Tuesday, December 13, 2016

Number game

Day 18/11,
      My mouth sores, I only had a few really bad ones, are healing up so now I can swallow with out pulling so many painful faces.  And in my professional opion once a side effect has come and now healing, that side effect shouldn't be allowed to come again.  One time only!

     Today and Yesterday I received more platlets and blood.  #12 units  for plasma and #5 Units for the blood.  But the good new is I'm still right on track.  Today I had 300 neutrophiles, which is from zero,  which means my marrow is starting to, try really hard to start working!!!!!!  So until then I will keep receiving the things I need the artificial way. 

     With all the fluid everyday, with the IV medications, and drinking 2L, my poor feet,ankles, legs and today my knees have some bad edema.  I have it in the morning too and it worsens as the day goes on, so no skinny ankles anymore.  

     It is getting harder and harder to remember 3 min. ago, or I forget the ending to a story, or why I was telling it in the first place.  I've heard about the Chemo Brain for the last 4 years, and I totally believed those who talk about it.  Now I'm part of the group who has chemo brain. Once today it  felt like my thought went through a trap door, just gone. It does get better the further  out from chemo your are.  I am kind of laughing as I write this, there is no such real medical diagnosis of chemo brain.  But it is still real none the less!  I am glad I have always been a list maker, so I have to write it down as soon as it comes to me, I'm really doing Okay, I have not yet gone CRAZY, could be soon, but not today.

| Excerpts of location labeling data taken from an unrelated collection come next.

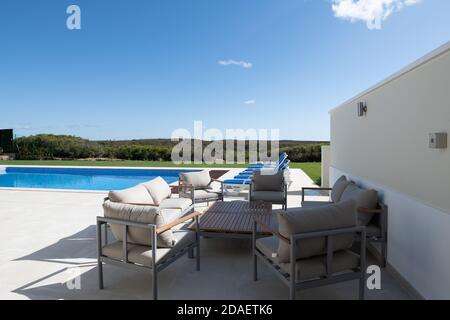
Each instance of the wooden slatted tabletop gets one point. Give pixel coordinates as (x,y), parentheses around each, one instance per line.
(234,218)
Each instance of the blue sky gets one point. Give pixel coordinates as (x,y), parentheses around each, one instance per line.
(142,68)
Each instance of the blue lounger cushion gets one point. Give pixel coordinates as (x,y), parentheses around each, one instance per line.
(237,181)
(240,177)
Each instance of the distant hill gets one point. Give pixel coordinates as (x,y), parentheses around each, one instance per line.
(169,143)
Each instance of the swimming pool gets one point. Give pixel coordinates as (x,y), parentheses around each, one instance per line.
(81,178)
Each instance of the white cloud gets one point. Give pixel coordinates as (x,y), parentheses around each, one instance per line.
(228,62)
(370,11)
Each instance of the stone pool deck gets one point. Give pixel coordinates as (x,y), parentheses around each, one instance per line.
(49,237)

     My eating and drinking fluids is still a problem.  I had Kim bring in one of my camel-backs, that keeps things colder and also propel water flavor, so that really has helped.  Eating, there is still some brain stomach connection that just isn't happening, I do have some nausea, but not a lot, so maybe it's like my memory problem, the desire to eat went out a trap door. 

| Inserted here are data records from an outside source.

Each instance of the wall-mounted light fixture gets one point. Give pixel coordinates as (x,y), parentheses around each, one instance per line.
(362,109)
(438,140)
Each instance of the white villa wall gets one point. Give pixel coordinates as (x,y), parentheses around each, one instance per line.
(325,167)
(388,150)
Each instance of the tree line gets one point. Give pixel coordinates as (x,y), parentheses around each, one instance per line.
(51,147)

    Being here you don't get to socialize much, if someone is walking in the hall I say HI, but I did get to know one gentleman and his wife,  They are both so sweet and so now when we see each other we visit and give an update.  He and I started the same day, different cancers, somewhat the same treatment.  But his wife says he is struggle too, to get out and walk, to eat much, and just general lethargy.  I don't want anyone to go through this, but when you talk to someone who understands it is comforting, and feels supportive.  We all want each other well and able to tolerate this treatment.

     Pictures in blogs make it for a fun read, but mine is keeping myself updated as this process goes along.  I have so many things to be grateful for, that I am on track, PT called me her only compliant pt. so far, that I have family and friends sending their love, prayers and support, and such smart people who are caring for me, which makes me feel confident about my care.